Nissan will use its next-generation Leaf's platform to produce additional electric models, in a bid to offer a more comprehensive range of zero-emission vehicles.
The Japanese brand’s electric line-up currently includes the Leaf, the e-NV200 Combi people carrier and e-NV200 van, but a recent patent suggests it will soon gain an SUV model called the Terra, which is expected to share its structure and drivetrain with the 2018 Leaf.
Nissan filed the Terra name with the Malaysian patents office at the start of August. In doing so, it brought back a name that hadn’t been used since 2012, when it was the title of an electric SUV concept first revealed at the Paris motor show.

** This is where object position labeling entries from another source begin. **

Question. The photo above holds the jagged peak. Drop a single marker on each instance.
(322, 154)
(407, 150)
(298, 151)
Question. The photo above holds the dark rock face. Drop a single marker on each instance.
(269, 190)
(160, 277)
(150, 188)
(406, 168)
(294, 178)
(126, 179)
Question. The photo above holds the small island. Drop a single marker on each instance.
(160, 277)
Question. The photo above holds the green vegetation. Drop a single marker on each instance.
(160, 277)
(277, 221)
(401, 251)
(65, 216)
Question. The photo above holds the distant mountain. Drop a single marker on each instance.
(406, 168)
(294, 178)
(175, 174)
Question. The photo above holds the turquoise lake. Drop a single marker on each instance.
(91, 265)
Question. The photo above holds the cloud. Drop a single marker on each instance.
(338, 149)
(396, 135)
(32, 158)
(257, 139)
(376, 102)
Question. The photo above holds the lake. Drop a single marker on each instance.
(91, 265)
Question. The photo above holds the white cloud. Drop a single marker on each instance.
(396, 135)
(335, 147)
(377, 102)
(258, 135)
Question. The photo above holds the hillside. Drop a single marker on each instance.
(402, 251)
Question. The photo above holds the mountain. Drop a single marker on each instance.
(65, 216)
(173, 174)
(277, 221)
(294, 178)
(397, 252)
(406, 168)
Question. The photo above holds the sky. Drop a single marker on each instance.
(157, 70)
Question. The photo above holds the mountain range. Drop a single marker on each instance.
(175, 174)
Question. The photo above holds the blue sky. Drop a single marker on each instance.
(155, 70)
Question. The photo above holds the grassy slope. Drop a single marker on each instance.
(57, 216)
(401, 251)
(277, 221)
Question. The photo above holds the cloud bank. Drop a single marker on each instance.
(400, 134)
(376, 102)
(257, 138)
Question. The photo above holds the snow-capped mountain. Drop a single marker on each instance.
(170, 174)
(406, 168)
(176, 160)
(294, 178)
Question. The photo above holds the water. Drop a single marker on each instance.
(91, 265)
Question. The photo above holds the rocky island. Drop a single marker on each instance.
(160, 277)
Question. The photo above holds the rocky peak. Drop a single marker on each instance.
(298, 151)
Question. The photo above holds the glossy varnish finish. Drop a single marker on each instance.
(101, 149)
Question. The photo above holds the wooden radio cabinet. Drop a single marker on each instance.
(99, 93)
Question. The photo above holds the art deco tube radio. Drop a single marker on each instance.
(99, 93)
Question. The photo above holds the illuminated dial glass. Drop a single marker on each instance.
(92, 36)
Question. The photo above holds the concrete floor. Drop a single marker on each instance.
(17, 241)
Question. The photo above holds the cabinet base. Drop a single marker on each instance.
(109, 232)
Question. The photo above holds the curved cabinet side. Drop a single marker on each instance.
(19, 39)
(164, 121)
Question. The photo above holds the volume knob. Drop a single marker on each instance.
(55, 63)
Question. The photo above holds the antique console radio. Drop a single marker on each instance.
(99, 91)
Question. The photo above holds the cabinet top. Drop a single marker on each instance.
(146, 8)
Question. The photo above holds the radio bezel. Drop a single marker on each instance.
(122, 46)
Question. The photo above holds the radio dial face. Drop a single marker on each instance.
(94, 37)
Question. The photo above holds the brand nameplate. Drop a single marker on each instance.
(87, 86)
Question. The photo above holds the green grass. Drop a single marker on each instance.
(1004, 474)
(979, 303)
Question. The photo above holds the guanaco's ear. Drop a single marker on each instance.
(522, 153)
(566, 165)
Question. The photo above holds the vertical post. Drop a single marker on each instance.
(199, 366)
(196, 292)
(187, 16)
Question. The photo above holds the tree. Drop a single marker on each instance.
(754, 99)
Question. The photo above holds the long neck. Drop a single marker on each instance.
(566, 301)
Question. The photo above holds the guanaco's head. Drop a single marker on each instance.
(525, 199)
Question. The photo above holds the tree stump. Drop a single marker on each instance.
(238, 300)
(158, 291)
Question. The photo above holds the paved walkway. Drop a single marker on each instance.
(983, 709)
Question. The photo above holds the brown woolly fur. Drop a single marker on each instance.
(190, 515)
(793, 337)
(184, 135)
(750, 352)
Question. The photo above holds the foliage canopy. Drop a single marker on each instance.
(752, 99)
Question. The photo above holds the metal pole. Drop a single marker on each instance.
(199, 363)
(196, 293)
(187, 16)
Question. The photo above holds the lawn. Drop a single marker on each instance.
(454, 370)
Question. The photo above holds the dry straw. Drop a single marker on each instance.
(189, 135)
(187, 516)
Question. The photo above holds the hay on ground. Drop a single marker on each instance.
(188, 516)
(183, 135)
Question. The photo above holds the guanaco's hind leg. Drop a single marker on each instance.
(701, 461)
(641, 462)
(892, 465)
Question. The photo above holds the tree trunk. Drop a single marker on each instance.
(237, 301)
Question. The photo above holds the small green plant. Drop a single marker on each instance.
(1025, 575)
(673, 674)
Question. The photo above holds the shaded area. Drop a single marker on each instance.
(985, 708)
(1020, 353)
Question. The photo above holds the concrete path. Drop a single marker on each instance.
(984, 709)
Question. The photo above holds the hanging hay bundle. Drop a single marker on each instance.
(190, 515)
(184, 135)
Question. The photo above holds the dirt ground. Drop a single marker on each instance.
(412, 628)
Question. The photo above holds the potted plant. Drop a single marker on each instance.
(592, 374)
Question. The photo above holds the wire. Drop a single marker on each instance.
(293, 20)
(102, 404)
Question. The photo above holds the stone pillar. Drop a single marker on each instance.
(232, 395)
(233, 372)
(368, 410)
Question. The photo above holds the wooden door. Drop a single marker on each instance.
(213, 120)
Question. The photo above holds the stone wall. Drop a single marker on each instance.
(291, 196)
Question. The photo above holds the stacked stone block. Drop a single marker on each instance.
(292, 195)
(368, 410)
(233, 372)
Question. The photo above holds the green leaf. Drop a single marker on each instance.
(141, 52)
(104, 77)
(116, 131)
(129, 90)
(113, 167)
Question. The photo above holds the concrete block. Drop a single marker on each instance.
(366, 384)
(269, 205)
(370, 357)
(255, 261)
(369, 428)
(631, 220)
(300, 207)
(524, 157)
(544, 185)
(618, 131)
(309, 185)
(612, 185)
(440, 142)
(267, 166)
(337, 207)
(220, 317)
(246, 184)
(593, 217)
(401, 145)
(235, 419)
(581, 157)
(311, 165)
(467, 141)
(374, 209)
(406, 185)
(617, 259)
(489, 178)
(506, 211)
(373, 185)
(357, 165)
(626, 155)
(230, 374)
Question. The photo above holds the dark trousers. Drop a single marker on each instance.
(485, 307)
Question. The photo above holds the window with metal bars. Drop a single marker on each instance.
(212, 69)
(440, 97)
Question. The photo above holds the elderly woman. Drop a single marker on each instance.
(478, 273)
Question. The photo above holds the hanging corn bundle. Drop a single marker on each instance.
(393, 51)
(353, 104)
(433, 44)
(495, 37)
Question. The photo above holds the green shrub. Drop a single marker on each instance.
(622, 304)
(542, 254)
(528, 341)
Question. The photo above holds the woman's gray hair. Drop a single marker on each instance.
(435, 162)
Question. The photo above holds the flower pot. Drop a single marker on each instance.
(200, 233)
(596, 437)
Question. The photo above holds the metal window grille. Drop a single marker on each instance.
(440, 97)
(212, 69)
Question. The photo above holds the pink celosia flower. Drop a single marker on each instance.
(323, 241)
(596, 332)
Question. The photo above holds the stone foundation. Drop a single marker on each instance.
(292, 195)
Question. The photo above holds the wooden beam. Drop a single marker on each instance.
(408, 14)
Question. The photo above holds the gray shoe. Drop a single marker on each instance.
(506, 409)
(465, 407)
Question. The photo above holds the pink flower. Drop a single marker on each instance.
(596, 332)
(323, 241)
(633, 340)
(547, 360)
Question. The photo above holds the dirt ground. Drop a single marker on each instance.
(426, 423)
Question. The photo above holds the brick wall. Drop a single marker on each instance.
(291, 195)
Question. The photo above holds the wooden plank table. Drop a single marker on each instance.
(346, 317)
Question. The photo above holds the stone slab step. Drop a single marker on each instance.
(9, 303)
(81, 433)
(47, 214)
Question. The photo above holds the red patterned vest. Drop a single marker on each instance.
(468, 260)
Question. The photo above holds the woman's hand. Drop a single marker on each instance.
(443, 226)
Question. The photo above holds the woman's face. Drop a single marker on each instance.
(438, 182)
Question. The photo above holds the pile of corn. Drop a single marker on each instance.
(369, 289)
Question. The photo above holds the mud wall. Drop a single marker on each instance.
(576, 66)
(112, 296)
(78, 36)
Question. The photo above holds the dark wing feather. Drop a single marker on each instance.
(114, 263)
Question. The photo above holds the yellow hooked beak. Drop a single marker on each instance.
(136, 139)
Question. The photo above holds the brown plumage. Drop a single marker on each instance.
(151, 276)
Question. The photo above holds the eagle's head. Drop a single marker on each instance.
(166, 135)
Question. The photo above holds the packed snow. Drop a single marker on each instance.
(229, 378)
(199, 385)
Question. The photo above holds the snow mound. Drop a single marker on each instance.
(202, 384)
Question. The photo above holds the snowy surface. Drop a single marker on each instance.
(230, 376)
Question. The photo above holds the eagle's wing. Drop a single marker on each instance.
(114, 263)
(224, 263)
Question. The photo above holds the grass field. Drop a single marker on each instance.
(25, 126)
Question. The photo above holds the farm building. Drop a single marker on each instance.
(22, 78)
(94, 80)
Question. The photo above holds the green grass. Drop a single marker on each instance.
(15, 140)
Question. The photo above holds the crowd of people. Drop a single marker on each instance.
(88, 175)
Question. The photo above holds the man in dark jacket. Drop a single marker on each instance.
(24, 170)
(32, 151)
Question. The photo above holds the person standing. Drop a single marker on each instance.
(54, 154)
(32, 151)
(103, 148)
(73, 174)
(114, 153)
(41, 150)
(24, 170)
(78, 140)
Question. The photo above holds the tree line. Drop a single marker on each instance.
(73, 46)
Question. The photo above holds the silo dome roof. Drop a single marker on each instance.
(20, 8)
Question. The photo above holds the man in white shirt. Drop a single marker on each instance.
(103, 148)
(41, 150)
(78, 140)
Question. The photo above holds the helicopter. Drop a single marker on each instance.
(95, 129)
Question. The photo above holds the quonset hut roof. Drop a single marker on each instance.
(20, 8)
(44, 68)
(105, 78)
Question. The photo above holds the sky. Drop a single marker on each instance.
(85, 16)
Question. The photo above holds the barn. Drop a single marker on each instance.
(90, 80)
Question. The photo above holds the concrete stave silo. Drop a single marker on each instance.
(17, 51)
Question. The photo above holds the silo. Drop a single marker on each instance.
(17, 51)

That car used the first-generation Leaf’s electric drivetrain to power the front wheels but added a hydrogen fuel-cell system to power two motors at the back, making the car an all-wheel drive.
The production Terra will use Nissan’s vastly improved second-generation Leaf electric drivetrain, which is predicted to offer a range of up to 340 miles (547km) – more than double than that of the first-gen car. The gains will come thanks to new battery pack options that will enable Nissan to sell its models in a variety of specifications. It could also integrate an additional rear-drive powertrain to make it an all-wheel drive, like the concept.
The largest battery on offer on the Leaf is predicted to double the 30kWh lithium-ion pack found in the highest-spec version of the current car. The use of such a battery in the Terra would give it a headline range figure of more than 300 miles (483km). Lower variants will be priced lower to broaden the car’s appeal and help it to rank close to the Model 3. This will also mean the Terra will comfortably undercut more premium electric SUV models like the Jaguar I-Pace and Audi e-tron.
Nissan’s plan to spawn more models off of its upcoming Leaf platform mirrors a strategy that'll be used by fellow electric car maker Tesla. The American brand will build its future Model Y crossover on the Model 3’s base to drastically reduce development costs for the second model.